Artificial intelligence is coming to banking — scratch that, it’s already here, but customers may not have noticed.
AI is already playing a role in consumers’ lives, whether they know it or not. Talking to Siri, looking at recommendations from Amazon or Netflix, or chatting with Google Home about the temperature — AI is all around us, and we’re growing more comfortable with it all the time.
That’s good, says Arif Ahmed, senior vice president of payments innovation for U.S. Bank, because AI is set to help customers in important ways, and in the not-too-distant future. “Emerging artificial intelligence will improve the customer experience without compromising privacy,” Ahmed told Bank Innovation.
One area that AI is already influencing out of the sight of customers is fraud management. “There is a series of disruptive changes taking place now that is dramatically reducing the fraud rate,” Ahmed said. This technology is similar to that at work in Google Photos or Facebook, in matching faces, but Ahmed pointed out that multiple improvements in fraud risk management are advancing simultaneously. AI is improving to read all the data inputs that differentiate good transactions from bad, and you from the fraudster pretending to be you.
Chatbots may be the area where customers most obviously come into contact with artificial intelligence. Bellevue, Wash.-based K2 has spent the past year building a complete banking bot backed up by an AI engine, and shared its learnings in a Feb. 1 blogpost. A key point K2 made is that bots must be proactive to truly add value to the customer experience (and that proactivity demands AI):
The real power of conversational interfaces is the bots acting proactive. You can talk to chatbots in natural language, and that’s awesome, but they can also talk to you on their own, when they have something important to tell you. Proactive behavior is what makes a bot an intelligent assistant.
Ahmed echoed this idea. “What customers need, they are not always able to say,” Ahmed said. So the AI-powered bot may be proactive, but will have to learn from how the customers respond. “We can help with savings, for example,” Ahmed said, speaking in the hypothetical and not of a specific bank effort. “We can tell one person to give up that morning coffee and maybe they’ll save $4 or $5 a day and put it into their retirement account. If they respond to that prompt, then AI learns, ‘This is how they respond.'”
Of course, they may not respond, so the AI will have to try something different.
Oliver Bussmann, managing partner of Bussmann Advisory, noted that one area where AI may make an entrance soon is in investment advisory. Roboadvisors are playing a growing role here, but the models underpinning the roboadvice are generally written by humans. Not for long, Bussmann said. “Next, institutions will embrace AI to write their models,” he told Bank Innovation. This may lead a leveling of the playing field between firms of varying sizes, though of course brand still matters, Bussmann said.
In terms of which AI system a bank will use, well there may not be much choice. “Customers are on a certain device, so we have to use Siri for iPhone users, and so on,” Ahmed said. “we will have to be able to work with all of them in some way.”
“AI is like a child, it needs so much information and requires so much data — it is a data hog,” Ahmed said. But not all AI systems will have the same data to work with, because not all devices collect the same data. This is a challenge banks will have to adapt to, and hire the right people (or companies) to solve.

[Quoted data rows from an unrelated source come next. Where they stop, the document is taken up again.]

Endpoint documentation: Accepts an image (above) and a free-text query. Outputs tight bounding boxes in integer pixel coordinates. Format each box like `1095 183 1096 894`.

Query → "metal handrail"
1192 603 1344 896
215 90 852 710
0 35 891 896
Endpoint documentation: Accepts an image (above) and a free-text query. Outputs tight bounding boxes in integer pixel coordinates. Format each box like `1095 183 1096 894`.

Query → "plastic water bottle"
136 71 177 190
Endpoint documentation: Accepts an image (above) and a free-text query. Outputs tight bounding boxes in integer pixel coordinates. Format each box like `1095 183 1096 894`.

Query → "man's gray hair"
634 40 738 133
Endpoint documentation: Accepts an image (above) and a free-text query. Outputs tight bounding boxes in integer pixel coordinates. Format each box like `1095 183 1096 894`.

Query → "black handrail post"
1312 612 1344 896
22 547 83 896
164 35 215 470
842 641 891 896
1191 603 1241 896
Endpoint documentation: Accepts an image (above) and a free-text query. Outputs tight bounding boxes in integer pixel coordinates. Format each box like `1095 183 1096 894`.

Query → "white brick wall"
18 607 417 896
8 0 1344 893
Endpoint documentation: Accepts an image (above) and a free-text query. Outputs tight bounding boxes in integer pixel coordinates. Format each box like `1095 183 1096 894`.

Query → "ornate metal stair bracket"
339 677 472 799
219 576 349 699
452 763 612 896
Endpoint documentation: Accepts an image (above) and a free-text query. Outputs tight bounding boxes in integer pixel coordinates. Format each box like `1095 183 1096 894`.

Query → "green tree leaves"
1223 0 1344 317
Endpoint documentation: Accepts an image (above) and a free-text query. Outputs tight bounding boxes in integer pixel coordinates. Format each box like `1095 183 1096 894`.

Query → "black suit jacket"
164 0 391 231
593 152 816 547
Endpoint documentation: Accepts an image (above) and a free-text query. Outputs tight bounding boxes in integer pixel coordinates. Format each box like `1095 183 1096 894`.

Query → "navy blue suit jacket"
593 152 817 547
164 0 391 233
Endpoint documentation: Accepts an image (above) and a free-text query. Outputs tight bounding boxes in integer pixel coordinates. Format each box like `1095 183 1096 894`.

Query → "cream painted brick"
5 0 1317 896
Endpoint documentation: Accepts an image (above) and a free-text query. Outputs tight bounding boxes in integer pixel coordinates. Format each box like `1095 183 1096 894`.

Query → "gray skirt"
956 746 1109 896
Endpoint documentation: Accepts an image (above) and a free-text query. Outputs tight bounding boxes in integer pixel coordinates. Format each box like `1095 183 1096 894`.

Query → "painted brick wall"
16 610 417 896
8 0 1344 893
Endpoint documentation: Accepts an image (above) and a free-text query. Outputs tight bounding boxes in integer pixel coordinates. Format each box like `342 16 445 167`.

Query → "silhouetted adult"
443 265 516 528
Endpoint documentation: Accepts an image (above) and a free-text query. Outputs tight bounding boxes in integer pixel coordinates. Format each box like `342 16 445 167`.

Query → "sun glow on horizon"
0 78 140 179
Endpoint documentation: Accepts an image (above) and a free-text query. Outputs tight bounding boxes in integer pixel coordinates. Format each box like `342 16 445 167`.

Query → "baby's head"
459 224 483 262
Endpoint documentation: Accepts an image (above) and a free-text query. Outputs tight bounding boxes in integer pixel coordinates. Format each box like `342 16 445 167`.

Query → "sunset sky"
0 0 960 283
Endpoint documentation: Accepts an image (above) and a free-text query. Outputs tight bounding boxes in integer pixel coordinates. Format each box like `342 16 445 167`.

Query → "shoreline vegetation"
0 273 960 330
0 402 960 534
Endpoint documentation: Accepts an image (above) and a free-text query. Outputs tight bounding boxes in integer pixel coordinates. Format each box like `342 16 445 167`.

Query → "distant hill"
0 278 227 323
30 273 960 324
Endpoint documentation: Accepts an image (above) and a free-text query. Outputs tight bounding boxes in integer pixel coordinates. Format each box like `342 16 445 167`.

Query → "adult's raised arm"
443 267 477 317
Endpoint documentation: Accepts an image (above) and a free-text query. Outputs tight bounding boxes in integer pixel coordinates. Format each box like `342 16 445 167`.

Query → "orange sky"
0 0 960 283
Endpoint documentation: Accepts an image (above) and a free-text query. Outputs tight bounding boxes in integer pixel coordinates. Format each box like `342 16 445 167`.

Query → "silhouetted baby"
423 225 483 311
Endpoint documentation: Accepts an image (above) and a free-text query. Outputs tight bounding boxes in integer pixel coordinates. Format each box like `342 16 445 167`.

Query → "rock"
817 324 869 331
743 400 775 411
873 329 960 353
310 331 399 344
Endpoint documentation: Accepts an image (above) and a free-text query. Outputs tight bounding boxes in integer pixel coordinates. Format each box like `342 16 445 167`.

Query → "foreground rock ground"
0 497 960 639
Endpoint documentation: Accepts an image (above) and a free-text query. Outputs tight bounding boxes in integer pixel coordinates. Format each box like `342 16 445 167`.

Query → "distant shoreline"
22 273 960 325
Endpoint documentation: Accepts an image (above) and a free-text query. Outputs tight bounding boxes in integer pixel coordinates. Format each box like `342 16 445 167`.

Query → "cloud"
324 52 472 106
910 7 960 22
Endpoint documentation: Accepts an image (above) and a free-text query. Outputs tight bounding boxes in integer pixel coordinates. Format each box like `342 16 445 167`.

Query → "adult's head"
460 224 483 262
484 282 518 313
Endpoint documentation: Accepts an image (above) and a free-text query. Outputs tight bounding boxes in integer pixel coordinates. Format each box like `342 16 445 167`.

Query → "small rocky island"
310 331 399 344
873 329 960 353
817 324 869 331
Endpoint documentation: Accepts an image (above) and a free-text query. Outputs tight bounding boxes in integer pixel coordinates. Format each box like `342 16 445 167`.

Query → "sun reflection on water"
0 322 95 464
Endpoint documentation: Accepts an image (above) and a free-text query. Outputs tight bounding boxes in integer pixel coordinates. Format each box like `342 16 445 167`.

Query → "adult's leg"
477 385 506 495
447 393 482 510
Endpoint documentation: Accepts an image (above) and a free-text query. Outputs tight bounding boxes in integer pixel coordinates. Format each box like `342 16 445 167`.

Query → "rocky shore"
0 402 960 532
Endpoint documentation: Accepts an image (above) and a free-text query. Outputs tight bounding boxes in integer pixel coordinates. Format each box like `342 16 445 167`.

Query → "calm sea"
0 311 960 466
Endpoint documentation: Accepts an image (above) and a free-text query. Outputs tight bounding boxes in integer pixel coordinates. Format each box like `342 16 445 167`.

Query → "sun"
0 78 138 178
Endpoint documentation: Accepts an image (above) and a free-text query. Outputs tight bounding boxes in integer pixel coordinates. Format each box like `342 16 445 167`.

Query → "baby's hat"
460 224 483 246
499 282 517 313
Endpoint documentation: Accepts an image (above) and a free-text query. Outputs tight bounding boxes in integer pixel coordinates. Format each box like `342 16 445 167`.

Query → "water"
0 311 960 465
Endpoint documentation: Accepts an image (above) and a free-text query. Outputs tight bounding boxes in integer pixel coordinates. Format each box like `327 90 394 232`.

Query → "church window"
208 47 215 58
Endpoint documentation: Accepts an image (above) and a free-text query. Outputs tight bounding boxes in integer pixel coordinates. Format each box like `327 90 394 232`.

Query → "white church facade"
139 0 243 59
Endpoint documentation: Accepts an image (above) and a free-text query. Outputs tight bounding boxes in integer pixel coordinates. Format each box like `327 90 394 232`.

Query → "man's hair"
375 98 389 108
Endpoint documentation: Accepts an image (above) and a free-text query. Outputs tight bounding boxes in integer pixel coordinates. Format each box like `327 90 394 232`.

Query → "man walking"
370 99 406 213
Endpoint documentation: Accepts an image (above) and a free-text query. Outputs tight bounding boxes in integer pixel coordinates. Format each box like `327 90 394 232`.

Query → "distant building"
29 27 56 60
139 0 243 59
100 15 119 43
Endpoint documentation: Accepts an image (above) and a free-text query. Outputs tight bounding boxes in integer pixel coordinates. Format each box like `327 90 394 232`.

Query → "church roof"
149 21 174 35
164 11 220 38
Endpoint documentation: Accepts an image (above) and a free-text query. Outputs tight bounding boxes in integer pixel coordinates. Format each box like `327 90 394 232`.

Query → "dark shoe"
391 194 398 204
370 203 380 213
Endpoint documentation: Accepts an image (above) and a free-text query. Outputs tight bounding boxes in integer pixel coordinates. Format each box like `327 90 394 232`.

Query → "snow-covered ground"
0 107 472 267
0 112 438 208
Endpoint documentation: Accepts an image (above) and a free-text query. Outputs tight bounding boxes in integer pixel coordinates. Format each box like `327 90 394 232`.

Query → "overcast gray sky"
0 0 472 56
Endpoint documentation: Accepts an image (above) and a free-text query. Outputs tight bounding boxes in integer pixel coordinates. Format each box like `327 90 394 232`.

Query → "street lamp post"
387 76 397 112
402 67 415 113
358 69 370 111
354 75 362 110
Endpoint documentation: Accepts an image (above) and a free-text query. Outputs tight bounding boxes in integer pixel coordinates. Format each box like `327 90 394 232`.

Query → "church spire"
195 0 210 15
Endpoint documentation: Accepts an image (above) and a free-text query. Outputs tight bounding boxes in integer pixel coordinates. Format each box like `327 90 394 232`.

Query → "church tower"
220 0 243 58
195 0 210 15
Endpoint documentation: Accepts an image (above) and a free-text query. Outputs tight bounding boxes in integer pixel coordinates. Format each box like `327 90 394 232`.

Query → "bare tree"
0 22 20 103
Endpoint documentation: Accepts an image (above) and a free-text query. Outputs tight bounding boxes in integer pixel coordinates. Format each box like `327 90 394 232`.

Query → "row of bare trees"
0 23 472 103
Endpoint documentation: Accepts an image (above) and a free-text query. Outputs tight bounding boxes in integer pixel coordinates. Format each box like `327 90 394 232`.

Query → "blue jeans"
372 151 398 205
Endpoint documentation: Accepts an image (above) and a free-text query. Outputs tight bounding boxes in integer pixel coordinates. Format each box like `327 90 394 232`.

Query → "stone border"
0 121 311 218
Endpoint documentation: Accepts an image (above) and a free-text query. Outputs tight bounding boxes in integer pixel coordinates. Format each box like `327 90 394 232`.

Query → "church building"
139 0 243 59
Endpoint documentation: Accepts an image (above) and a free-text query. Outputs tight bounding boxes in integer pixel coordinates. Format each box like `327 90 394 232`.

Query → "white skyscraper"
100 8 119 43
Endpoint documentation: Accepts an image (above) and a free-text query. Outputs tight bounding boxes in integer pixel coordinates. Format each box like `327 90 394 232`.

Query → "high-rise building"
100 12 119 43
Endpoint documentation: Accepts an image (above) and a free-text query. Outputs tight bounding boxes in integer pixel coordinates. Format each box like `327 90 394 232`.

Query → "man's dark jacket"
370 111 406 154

“All these innovations work together and are making great changes,” Bussmann said. “They all tie together — IoT, cloud, AI, blockchain, edge computing — to solve first the identity problem. The borders between industries will fade, and services, baking services, will be utilized across industries, in your car, in the store, anywhere.”
Most of these changes are iterative and are happening now without customers necessarily noticing. But every now and then dramatic shifts take place. “I can imagine a day when something comes along and seems like magic,” Ahmed said. The changes driving those magic moments are happening now.